Thursday, November 3, 2005

Funny, being white in India usually feels like a curse to me...


Interesting BBC story on the phenomenon of Emami Industries' new fairness cream for men, Fair and Handsome.

Apart from the ludicrousness of the ad campaign ("The efficiency of this cream has been dermatologically tested on Indian male skin!" "This wonder molecule peptide works on the collagen structure of male skin and dramatically improves skin texture and fairness in just 4 weeks."), I am saddened by the way middle-class India seems to have embraced this need for cosmetic improvement.

"The advert for the male cream shows a dark-skinned college boy relegated to the back seat and ignored by the girls until he uses the product. Soon enough, his complexion lightens and girls flock to him like moths to a flame," journalist Monica Chadha writes.

American freelancer Mike McPhate's story in the Philadelphia Inquirer is a nice glossing of the history of fairness.

The gora/firangi perspective? Hey, of course I'm aware of this phenomenon -- I am beyond pale, with my ancestors originally rooting around Ireland and Germany -- and friends here often counsel me to do something about my freckles, which I've always assumed has something to do with the dark wash sprinkled across my otherwise porcelain skin.

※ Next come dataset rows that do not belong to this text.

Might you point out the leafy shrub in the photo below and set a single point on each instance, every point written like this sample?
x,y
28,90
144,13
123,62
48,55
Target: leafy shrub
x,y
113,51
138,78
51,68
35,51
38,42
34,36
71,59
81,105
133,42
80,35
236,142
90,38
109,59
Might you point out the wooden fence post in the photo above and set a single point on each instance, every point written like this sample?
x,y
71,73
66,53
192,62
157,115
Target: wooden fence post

Beyond the mere ethos that surrounds the issue, it's personal for me. I am the epitome of "Fair and Lovely", some would say, and I feel anything but. Mostly, I feel a little caught -- at once assumed to be in some way wealthy or powerful and, on the other hand, symbolic of a rather ugly part of India's past, my white skin does me no favors. Why would anyone want to live up to this ideal?

In a way, I'm fiendishly pleased that men now are subjected to the same torture as women in terms of pressure to be fair, but...wouldn't it be nicer if no one had to conform to these standards at all?